In this
note we will use five real life examples to demonstrate data layout
transforms using the cdata
R
package. The
examples for this note are all demo-examples from tidyr:demo/
(current when we shared
this note on 2019-04-27, removed
2019-04-28), and are mostly based on questions posted to
StackOverflow. They represent a good cross-section of data layout
problems, so they are a good set of examples or exercises to work
through.
For each of these examples we will show how to re-layout data using
cdata
.
Each of these five problems will be solved using the same steps:
Examine example input data and desired result data.
Check if either the incoming or outgoing data format is in “row-record” format: is all the data for a single record contained in one row? This determines which data layout transform specification you will use:
rowrecs_to_blocks_spec()
: To specify data moving from
single rows to arbitrary “block-shaped” recordsblocks_to_rowrecs_spec()
: To specify data moving from
block records to single rowslayout_specification()

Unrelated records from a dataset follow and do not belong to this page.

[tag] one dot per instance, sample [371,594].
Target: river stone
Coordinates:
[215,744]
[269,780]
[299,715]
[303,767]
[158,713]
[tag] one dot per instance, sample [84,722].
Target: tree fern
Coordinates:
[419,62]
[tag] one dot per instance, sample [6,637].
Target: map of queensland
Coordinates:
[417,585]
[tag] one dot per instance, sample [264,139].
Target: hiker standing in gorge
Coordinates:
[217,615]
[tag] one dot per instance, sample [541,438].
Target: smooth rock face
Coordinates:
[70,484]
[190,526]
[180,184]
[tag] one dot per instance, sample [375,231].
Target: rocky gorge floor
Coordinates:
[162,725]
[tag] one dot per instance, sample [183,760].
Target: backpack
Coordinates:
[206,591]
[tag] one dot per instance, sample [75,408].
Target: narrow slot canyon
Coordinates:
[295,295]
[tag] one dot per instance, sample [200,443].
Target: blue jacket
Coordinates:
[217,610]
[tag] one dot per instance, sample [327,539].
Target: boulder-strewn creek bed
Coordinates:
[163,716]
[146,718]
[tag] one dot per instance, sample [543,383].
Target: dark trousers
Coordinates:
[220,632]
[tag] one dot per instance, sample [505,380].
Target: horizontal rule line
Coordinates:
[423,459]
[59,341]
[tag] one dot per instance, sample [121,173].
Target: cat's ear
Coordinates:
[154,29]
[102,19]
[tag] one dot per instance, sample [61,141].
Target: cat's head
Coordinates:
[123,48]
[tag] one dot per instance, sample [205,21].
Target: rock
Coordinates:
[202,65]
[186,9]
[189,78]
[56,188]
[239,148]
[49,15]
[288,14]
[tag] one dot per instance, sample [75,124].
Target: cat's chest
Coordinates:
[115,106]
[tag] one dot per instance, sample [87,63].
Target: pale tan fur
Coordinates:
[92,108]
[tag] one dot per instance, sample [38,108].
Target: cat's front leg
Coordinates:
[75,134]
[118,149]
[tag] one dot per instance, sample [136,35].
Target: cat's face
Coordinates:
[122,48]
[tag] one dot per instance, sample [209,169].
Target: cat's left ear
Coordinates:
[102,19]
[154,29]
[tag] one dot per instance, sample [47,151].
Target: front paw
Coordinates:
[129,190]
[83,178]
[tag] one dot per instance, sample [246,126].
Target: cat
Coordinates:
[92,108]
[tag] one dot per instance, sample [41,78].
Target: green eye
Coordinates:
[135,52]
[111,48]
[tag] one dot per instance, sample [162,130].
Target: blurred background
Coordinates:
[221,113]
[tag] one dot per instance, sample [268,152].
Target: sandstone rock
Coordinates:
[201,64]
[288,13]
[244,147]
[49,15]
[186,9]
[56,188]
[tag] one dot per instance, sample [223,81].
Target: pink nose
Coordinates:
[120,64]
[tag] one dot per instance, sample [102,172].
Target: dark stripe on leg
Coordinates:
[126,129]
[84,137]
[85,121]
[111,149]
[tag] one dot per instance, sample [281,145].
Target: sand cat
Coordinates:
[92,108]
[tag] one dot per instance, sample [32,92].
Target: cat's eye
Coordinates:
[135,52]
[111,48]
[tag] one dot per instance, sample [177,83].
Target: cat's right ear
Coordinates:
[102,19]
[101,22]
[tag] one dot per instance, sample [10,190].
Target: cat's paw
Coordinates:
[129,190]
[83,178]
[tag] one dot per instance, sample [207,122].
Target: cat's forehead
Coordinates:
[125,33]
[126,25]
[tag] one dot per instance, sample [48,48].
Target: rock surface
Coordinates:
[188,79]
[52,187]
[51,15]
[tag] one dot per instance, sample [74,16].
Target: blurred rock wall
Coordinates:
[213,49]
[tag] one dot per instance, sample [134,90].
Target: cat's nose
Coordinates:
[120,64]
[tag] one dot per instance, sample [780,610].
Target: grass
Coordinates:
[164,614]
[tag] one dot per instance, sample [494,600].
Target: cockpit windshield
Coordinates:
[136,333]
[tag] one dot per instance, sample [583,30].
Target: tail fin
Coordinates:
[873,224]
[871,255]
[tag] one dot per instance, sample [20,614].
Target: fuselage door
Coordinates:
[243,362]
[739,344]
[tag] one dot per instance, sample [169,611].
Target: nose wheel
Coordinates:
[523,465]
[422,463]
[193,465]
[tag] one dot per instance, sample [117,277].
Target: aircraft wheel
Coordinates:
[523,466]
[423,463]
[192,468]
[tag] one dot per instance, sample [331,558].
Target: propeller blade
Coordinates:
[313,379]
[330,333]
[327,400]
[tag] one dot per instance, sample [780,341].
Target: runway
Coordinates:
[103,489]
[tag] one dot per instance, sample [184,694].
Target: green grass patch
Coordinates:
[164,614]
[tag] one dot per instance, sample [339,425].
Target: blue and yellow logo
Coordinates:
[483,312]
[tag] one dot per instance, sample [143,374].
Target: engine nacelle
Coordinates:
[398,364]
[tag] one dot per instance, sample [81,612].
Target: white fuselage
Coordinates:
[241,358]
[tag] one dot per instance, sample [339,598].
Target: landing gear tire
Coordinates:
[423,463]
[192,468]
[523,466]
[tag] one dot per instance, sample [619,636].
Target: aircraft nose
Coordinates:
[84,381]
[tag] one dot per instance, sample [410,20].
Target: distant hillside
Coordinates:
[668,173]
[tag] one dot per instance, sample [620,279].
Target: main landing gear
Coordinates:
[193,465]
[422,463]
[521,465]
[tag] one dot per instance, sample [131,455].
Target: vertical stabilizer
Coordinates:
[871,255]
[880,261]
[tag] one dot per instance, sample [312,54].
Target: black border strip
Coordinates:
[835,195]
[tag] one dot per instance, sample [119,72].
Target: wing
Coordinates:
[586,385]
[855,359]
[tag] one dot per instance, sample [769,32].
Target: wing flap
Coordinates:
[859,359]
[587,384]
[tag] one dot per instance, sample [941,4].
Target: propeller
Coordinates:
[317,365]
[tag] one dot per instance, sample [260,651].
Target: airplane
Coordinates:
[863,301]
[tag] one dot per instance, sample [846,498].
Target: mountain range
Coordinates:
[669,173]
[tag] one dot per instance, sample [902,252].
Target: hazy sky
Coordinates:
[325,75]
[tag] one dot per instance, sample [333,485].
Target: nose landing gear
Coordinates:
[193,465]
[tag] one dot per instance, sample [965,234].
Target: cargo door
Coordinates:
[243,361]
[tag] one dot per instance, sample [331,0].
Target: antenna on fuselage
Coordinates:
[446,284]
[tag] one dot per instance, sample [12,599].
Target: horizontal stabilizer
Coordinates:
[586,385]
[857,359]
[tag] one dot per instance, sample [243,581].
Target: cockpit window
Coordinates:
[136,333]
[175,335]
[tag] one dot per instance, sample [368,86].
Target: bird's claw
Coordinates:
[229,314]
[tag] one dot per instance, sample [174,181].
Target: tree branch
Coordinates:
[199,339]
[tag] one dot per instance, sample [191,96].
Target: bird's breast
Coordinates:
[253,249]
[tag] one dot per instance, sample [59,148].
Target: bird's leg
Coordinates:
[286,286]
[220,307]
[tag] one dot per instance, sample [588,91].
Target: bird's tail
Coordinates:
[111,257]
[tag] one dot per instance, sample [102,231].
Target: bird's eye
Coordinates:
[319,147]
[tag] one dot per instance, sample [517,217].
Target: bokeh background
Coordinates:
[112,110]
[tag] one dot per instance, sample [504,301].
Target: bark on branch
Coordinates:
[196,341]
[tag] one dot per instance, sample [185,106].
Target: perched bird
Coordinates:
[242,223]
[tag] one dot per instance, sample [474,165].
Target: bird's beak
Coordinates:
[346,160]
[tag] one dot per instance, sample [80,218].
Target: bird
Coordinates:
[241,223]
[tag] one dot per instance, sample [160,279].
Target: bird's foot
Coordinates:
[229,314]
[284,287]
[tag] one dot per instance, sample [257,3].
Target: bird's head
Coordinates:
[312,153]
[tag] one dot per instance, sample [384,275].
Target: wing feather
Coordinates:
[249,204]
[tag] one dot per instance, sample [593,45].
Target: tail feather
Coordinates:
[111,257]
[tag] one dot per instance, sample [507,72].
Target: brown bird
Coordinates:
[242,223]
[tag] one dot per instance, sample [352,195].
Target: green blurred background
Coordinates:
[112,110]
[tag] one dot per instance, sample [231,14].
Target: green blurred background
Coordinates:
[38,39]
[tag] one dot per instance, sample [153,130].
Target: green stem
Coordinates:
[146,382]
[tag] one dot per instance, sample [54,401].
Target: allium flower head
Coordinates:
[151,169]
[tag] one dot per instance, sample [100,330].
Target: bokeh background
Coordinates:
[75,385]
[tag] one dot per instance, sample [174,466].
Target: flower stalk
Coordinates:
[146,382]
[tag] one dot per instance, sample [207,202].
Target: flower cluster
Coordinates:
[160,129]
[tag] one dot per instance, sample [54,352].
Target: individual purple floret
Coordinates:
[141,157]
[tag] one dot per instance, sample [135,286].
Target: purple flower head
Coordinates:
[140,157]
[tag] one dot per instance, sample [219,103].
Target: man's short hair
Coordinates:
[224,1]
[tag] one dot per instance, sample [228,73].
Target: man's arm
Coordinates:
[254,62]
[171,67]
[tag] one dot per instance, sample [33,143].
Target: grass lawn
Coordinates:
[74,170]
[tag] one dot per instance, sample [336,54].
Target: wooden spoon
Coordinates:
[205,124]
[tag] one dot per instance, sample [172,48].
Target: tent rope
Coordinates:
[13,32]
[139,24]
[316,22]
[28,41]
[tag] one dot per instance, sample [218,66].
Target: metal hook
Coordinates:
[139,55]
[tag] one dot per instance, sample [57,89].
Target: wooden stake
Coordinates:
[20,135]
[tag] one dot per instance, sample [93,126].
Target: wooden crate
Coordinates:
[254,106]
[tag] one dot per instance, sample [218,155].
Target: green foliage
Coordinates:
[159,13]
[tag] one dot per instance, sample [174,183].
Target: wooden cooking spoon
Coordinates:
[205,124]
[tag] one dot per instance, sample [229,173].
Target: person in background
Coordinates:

: To specify data moving one
shape of general block record to another block record.Identify which columns form the record ids (group sets of rows into records), which we call the “record keys.”
Draw the shape of the incoming record without the record key columns.
Draw the shape of the outgoing record without the record key columns.
Combine the above information as one of the above data layout transform specifications.
Print the layout transform to confirm it is what you want.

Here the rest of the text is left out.